I have been trying to start my research for the new play Transfigured Night by Todd Rew and I thought, “Why not start with the music?”.

The play is based on the composer Anton Webern who is best known for his use of twelve-tone technique, a method of musical composition devised by Arnold Schoenberg. I have to say that for me the music isn’t as pleasing or as satisfying as listening to Bach or Schubert (my personal favorite), but I am starting to find the beauty in it.

I have only just begun, but here is my favorite Webern piece so far:



Also, here is a brief history fo Schonenberg's Verklärte Nacht (Transfigured Night), followed by part one of the Opus.

Verklärte Nacht (or Transfigured Night), Op. 4, is a string sextet in one movement composed by Arnold Schoenberg in 1899. Transfigured Night is considered his earliest important work. Composed in just three weeks, the work was inspired by Richard Dehmel's poem of the same name, along with Schoenberg's strong feelings upon meeting Mathilde von Zemlinsky (the sister of his teacher Alexander von Zemlinsky) whom he would later marry.

Dehmel's poem describes a man and a woman walking through a dark forest on a moonlit night, wherein the woman shares a dark secret with her new lover: she bears the child of another man.

Verklärte Nacht was controversial when it premiered in 1902. No only was the structure of the music before its time, but Dehmel's explicit references to sexual themes in the origional poem were a topic of great controversy.

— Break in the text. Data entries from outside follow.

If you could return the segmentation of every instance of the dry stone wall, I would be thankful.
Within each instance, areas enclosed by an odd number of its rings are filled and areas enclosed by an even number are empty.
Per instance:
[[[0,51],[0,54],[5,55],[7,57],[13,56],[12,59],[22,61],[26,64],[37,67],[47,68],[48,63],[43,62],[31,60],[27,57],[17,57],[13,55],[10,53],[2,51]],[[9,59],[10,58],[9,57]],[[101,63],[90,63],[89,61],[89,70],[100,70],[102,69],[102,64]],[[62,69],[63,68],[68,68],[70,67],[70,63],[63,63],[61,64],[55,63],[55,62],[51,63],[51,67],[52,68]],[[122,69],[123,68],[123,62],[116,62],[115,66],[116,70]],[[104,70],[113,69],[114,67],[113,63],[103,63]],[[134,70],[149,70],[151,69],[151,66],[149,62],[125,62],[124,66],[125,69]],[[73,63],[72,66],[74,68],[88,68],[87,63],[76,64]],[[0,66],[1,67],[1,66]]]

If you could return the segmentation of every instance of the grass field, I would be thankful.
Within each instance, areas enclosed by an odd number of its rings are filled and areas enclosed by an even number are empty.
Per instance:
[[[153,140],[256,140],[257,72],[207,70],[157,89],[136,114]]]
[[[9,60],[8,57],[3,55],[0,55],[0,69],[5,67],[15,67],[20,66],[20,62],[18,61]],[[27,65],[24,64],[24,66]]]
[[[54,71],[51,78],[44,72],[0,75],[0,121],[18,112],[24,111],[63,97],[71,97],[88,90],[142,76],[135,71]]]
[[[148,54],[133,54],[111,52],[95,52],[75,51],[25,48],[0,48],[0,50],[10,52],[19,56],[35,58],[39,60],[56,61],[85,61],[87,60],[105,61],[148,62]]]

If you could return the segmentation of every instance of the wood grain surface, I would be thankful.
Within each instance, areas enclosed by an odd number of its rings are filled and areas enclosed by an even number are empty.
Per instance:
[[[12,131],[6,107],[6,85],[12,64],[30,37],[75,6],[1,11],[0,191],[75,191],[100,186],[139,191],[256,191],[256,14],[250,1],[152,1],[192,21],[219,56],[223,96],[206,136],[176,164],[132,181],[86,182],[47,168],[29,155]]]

Unusual for its time, the music strays far from the home key, though the work is clearly rooted in D minor. A particular point of controversy was the use of a single inverted ninth chord, which resulted in its rejection by the Vienna Music Society because they claimed such a chord is 'nonexistent'. Schoenberg once remarked "and thus (the work) cannot be performed since one cannot perform that which does not exist".